Le CITEPA, par exemple, a dressé un inventaire de la contribution des grands secteurs d’activités aux émissions de GES (gaz à effet de serre en France) : déchets 3%, énergie 13%, habitat 19%, agriculture 19%, Industrie 20%, transports 26%. Or, dans chacun de ses secteurs et sur chaque territoire, nous pouvons construire des solutions alternatives qui vont dans le bon sens, social et environnemental.
Nous pouvons donc dessiner de nouvelles politiques solidaires non seulement pour protéger mais aussi pour réparer.

Notre communauté d’agglomération peut reprendre en main les cantines scolaires, pour garantir aux enfants une alimentation sans OGM, avec des produits issus de l’agriculture paysanne, et de plus en plus bio. C’est une question sociale, culturelle, mais aussi de santé publique. La restauration collective (dont une grosse partie est contrôlée par des instances publiques) peut travailler à reconstruire des circuits d’approvisionnement et des relations avec l’agriculture paysanne de notre périphérie.

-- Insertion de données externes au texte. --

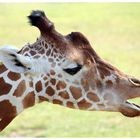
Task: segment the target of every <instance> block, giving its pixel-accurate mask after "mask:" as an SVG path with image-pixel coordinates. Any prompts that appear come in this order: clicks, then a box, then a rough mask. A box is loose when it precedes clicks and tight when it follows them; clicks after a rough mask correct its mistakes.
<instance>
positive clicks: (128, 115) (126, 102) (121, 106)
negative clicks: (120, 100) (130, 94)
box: [119, 101, 140, 117]
mask: <svg viewBox="0 0 140 140" xmlns="http://www.w3.org/2000/svg"><path fill="white" fill-rule="evenodd" d="M119 111H120V112H121V113H122V114H123V115H124V116H127V117H137V116H140V106H139V105H136V104H134V103H130V102H128V101H126V102H125V103H124V104H123V105H121V106H120V107H119Z"/></svg>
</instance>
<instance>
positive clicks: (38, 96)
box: [38, 96, 49, 103]
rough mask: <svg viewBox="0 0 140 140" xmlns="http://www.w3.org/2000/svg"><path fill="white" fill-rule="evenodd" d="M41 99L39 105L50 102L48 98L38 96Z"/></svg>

Une nouvelle vision des rapports entre l’agglomération et sa ceinture agricole, qui ne considère pas seulement la campagne comme une réserve foncière pour la croissance des villes, peut prendre en compte les besoins en emploi de l’agriculture paysanne qui sont importants et intéressants. C’est aussi la manière efficace de contribuer à libérer les pays du sud du piège mortel que représente le développement des grandes cultures d’exportation.

Nous pouvons développer les réseaux des transports en commun bon marché en visant la gratuité pour repenser l’impact de l’automobile et des grands camions sur nos modes de vie, nos dépenses, notre environnement.

La rénovation de l’habitat est une opportunité de taille : réduire considérablement les charges de chauffage en réduisant la consommation d’énergie des bâtiments, récupérer l’eau de pluie, recycler des matériaux, tout cela est techniquement réalisable. Des projets sont en cours, ils peuvent se multiplier.

Nous pouvons innover dans le développement des services publics, sociaux et culturels de proximité en direction des familles à faible pouvoir d’achat, de leurs enfants et des personnes âgées.

Nous pouvons travailler le grand gisement des énergies renouvelables repenser l’aménagement de notre territoire en stoppant le sur-étalement urbain, en re-localisant les activités.

Dans ces domaine, le potentiel de créativité des mouvements citoyens, des intellectuels, des techniciens, des universitaires est considérable (la réserve de matière grise est inépuisable : « elle se développe d’autant plus qu’on l’exploite » disent avec humour les chercheurs). Toute cette créativité doit pouvoir s’exprimer, pour améliorer et transformer notre mode de vie quotidien.

Cela ne pourra se faire que si nous ne nous laissons pas engluer dans les cadres et les appareils institutionnels fixés par le modèle productiviste néo-libéral. Tout ça ne pourra se faire que si des outils démocratiques nouveaux sont mis en place : des outils, réinventés avec eux, permettant aux citoyens de se réapproprier le fonctionnement de leurs territoires.